1.    Sollten diese Daten dem Ministerium nicht vorliegen: Wie erfolgt die Kontrolle der Refundierung der Beträge, wenn dem Ministerium nicht bekannt ist, wie viele Asylwerber:innen in welchem Modus untergebracht sind und waren? Bitte um Ausführung.

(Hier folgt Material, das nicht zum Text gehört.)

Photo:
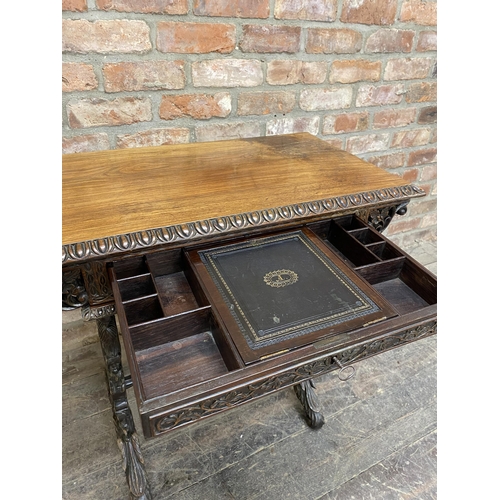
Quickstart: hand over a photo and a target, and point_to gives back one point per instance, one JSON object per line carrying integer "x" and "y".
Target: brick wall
{"x": 360, "y": 74}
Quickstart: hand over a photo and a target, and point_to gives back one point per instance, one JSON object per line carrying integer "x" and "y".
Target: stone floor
{"x": 379, "y": 440}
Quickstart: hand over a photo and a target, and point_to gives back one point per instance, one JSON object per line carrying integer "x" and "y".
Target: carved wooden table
{"x": 164, "y": 238}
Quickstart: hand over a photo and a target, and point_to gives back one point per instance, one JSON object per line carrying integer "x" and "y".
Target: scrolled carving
{"x": 221, "y": 225}
{"x": 163, "y": 423}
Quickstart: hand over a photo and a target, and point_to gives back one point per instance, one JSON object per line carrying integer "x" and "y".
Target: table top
{"x": 115, "y": 195}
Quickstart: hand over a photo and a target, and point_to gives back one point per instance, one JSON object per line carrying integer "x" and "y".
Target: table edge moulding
{"x": 137, "y": 226}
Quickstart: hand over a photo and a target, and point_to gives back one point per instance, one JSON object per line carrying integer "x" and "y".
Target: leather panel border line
{"x": 75, "y": 252}
{"x": 162, "y": 423}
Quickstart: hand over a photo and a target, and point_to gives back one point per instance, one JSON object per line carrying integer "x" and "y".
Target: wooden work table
{"x": 141, "y": 226}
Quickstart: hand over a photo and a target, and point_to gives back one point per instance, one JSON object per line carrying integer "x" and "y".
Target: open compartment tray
{"x": 187, "y": 358}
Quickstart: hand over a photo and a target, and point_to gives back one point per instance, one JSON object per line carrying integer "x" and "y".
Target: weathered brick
{"x": 227, "y": 73}
{"x": 75, "y": 5}
{"x": 325, "y": 98}
{"x": 370, "y": 95}
{"x": 409, "y": 68}
{"x": 427, "y": 115}
{"x": 265, "y": 103}
{"x": 143, "y": 75}
{"x": 150, "y": 7}
{"x": 389, "y": 118}
{"x": 195, "y": 38}
{"x": 78, "y": 76}
{"x": 428, "y": 173}
{"x": 367, "y": 143}
{"x": 290, "y": 71}
{"x": 310, "y": 10}
{"x": 422, "y": 12}
{"x": 410, "y": 175}
{"x": 422, "y": 156}
{"x": 333, "y": 41}
{"x": 381, "y": 12}
{"x": 357, "y": 70}
{"x": 336, "y": 143}
{"x": 427, "y": 40}
{"x": 411, "y": 138}
{"x": 105, "y": 37}
{"x": 85, "y": 143}
{"x": 153, "y": 137}
{"x": 347, "y": 122}
{"x": 101, "y": 112}
{"x": 198, "y": 106}
{"x": 281, "y": 126}
{"x": 393, "y": 160}
{"x": 232, "y": 8}
{"x": 390, "y": 40}
{"x": 266, "y": 38}
{"x": 222, "y": 131}
{"x": 421, "y": 92}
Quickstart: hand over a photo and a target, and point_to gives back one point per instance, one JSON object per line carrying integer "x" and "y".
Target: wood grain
{"x": 109, "y": 193}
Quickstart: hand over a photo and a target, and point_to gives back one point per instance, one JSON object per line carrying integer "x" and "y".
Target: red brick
{"x": 370, "y": 95}
{"x": 266, "y": 38}
{"x": 421, "y": 92}
{"x": 100, "y": 112}
{"x": 333, "y": 40}
{"x": 427, "y": 115}
{"x": 150, "y": 7}
{"x": 422, "y": 157}
{"x": 198, "y": 106}
{"x": 421, "y": 12}
{"x": 367, "y": 143}
{"x": 347, "y": 122}
{"x": 357, "y": 70}
{"x": 287, "y": 125}
{"x": 393, "y": 160}
{"x": 232, "y": 8}
{"x": 227, "y": 73}
{"x": 390, "y": 40}
{"x": 394, "y": 117}
{"x": 428, "y": 173}
{"x": 310, "y": 10}
{"x": 78, "y": 76}
{"x": 336, "y": 143}
{"x": 410, "y": 68}
{"x": 223, "y": 131}
{"x": 105, "y": 37}
{"x": 379, "y": 12}
{"x": 265, "y": 103}
{"x": 291, "y": 71}
{"x": 75, "y": 5}
{"x": 195, "y": 38}
{"x": 85, "y": 143}
{"x": 153, "y": 137}
{"x": 427, "y": 40}
{"x": 143, "y": 75}
{"x": 315, "y": 99}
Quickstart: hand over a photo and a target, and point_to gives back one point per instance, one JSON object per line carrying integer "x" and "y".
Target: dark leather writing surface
{"x": 282, "y": 287}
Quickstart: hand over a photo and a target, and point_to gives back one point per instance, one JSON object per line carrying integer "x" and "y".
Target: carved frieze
{"x": 221, "y": 225}
{"x": 234, "y": 398}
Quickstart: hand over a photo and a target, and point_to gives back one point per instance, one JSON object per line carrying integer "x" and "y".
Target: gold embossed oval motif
{"x": 280, "y": 278}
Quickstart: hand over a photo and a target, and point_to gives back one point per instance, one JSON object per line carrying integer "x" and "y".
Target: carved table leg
{"x": 133, "y": 462}
{"x": 310, "y": 402}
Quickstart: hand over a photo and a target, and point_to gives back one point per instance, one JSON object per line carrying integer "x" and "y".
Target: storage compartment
{"x": 171, "y": 333}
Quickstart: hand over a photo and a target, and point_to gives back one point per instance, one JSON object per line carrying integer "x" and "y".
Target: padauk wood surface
{"x": 114, "y": 192}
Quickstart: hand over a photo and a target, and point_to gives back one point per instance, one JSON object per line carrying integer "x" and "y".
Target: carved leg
{"x": 310, "y": 402}
{"x": 133, "y": 462}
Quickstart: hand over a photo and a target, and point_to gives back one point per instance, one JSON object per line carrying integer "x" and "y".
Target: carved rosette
{"x": 234, "y": 398}
{"x": 248, "y": 221}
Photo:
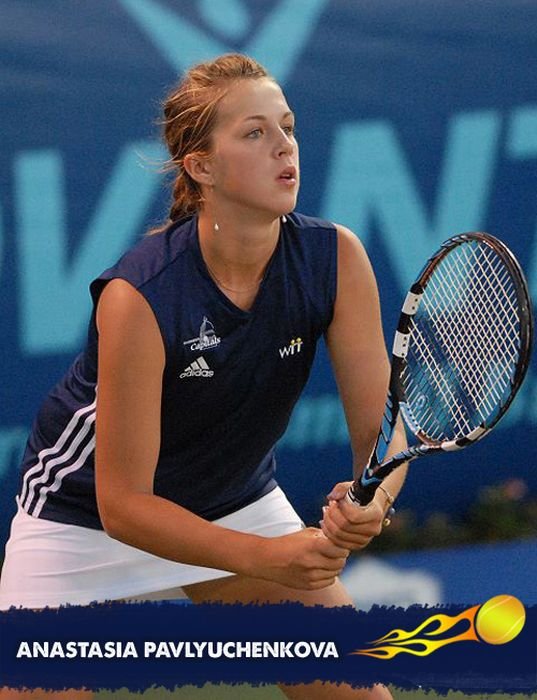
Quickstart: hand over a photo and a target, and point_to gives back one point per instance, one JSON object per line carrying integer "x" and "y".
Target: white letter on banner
{"x": 55, "y": 301}
{"x": 371, "y": 179}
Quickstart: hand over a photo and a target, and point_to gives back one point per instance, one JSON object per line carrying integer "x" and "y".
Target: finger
{"x": 343, "y": 540}
{"x": 339, "y": 491}
{"x": 330, "y": 550}
{"x": 360, "y": 514}
{"x": 334, "y": 514}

  1. Der Beschluss der Landesflüchtlingsreferent:innen vom September 2023 lautet wie folgt: „Der Herr Bundesminister für Inneres wird um Prüfung ersucht, ob gemeinnützige Hilfs- oder Remunerationstätigkeiten bzw. soziale Dienste verpflichtend normiert werden können. Die LandesflüchtlingsreferentInnenkonferenz ersucht Herrn Bundesminister für Inneres darüber hinaus, den Leistungskatalog für gemeinnützige Hilfstätigkeiten im Sinne von § 7 Abs. 3 Z 2 GVG-Bund 2005 zu evaluieren und gegebenenfalls auszuweiten. In diesem Zusammenhang wird Herr Bundesminister für Inneres überdies ersucht, Verordnungen gem. § 7 Abs. 3a und Abs. 5 GVG-Bund 2005 zu erlassen, um sowohl die Einsatzmöglichkeiten für gemeinnützige Hilfstätigkeiten entsprechend zu erweitern, als auch eine einheitliche Höhe für den Anerkennungsbeitrag festzulegen.“Die ursprüngliche Beschlussempfehlung des LR Hattmannsdorfer beinhaltete folgenden Satz: „Bei schuldhaftem Nichtnachkommen dieser Verpflichtung wären Sanktionsmöglichkeiten anzudenken.“Dieser Satz findet sich nicht im Beschluss. Aus welchem Grund hat das Ministerium dennoch Sanktionsmöglichkeiten vorgeschlagen?
  2. Wie viele Remunerationstätigkeiten gab es 2022 und 2023? Bitte um Auflistung nach Bundesland und Monat.
    1. In wie vielen Fällen haben Asylwerber:innen ihr Einverständnis verweigert und die Remunerationstätigkeit nicht erledigt?
  1. Ist Ihnen bekannt, dass in § 7 Abs 3 GVG-Bund vorgesehen ist, dass Asylwerber:innen für diese Tätigkeiten „nur mit ihrem Einverständnis“ herangezogen werden können?
    1. Wurde geprüft, ob diese Passage ersatzlos gestrichen werden kann?
    2. Wenn ja, was war das Ergebnis?
    3. Wenn nein, warum wurde dies nicht geprüft?
  1. Im GVG-Bund ist festgehalten, dass durch die Tätigkeit kein Dienstverhältnis begründet wird und kein Entgelt, sondern nur ein Anerkennungsbeitrag zu gewähren ist. Im Leistungskatalog, abrufbar unter https://www.bmi.gv.at/303/files/Leistungskatalog_fuer_gemeinnuetzige_Hilfstaetigkeiten_von_Asylwerberinnen_und_Asylwerbern.pdf, ist angeführt, dass es nicht auf die Bezeichnung, sondern es auf die tatsächliche Ausgestaltung ankommt. Seitens des Innenministeriums wurde eine Überarbeitung des Leistungskatalogs angekündigt: Ist diese Überarbeitung bereits erfolgt?
    1. Wenn ja, können Sie die Überarbeitung übermitteln?
    2. Es ist festgehalten, dass „die Mitarbeit unter größtmöglicher zeitlicher Gestaltungsfreiheit (Freiwilligkeit)“ zu erfolgen hat: Was ist der Hintergrund dieser Betonung der Freiwilligkeit? 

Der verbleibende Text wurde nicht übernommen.